The three questions to ask before accepting a DDP quote

  • What HS code is the DDP price based on? A quote built on the wrong classification can collapse at clearance and trigger a duty-difference invoice 30 days later.
  • What's the named place of delivery? 'DDP London' is not the same as 'DDP to my warehouse postcode' — the latter includes domestic trucking; the former might mean port-of-arrival drop with the rest on you.
  • Who is the importer of record? For DDP into the EU, the seller usually appoints an EU-established representative. Confirm this exists and is named — without it, your goods can hold at customs for weeks.

How JE.CHER quotes

Every product page on jecher.com displays a 'From £X DDP' price. That figure is the 50 % margin tier of our internal costing, sourced from our 2026 trade-show line sheet, rounded down to whole pounds, calculated under HS 4304.00 (4.0 % UK duty / 3.2 % EU duty), VAT included, delivered to a single named buyer address in the UK or EU.

Final per-order quotes confirm the exact HS classification, destination, volume, and any private-label or trim modifications.
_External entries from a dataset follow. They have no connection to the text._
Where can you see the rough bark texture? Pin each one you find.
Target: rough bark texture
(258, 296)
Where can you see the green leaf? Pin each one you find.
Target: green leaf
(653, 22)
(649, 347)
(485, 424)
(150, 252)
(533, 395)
FOB and other Incoterms are available on request; the inquiry form accepts a free-text preference, and our London sales team typically returns a full quote within 24 hours.

Frequently asked

Does DDP include VAT?

Yes. JE.CHER quotes 'DDP, VAT included' — the From £X price on every product page already covers ex-works cost, freight, customs duty, customs handling, and UK or EU import VAT. VAT-registered buyers can still recover the embedded VAT through their normal return.

Can JE.CHER quote FOB instead?

Yes. FOB Shanghai, FOB Ningbo, and FOB Shenzhen are all available on request, and any other named Incoterm can be priced per destination, volume, and HS code. State the preference in the inquiry form.

What HS code does JE.CHER use for faux fur outerwear?

Most products are declared under HS 4304.00 (artificial fur and articles thereof). Short-fur coats and reversible jackets where outerwear character dominates may be reclassified to HS 6202.x — the per-order quote always confirms the exact code.

Who is the importer of record for a DDP shipment to the EU?

JE.CHER works with an EU-established customs broker who acts as importer of record on DDP shipments, allowing buyers without their own EORI to receive goods cleanly. EU EORI holders may prefer DAP and clear under their own number — both options are quoted.

How long does customs clearance add to a UK or EU DDP shipment?

For correctly-documented faux fur shipments under HS 4304, UK clearance typically completes within 24 hours of vessel discharge; EU clearance typically 24–72 hours. Documentation errors are the single largest delay risk — JE.CHER's forwarder pre-validates commercial invoice and packing list before sailing.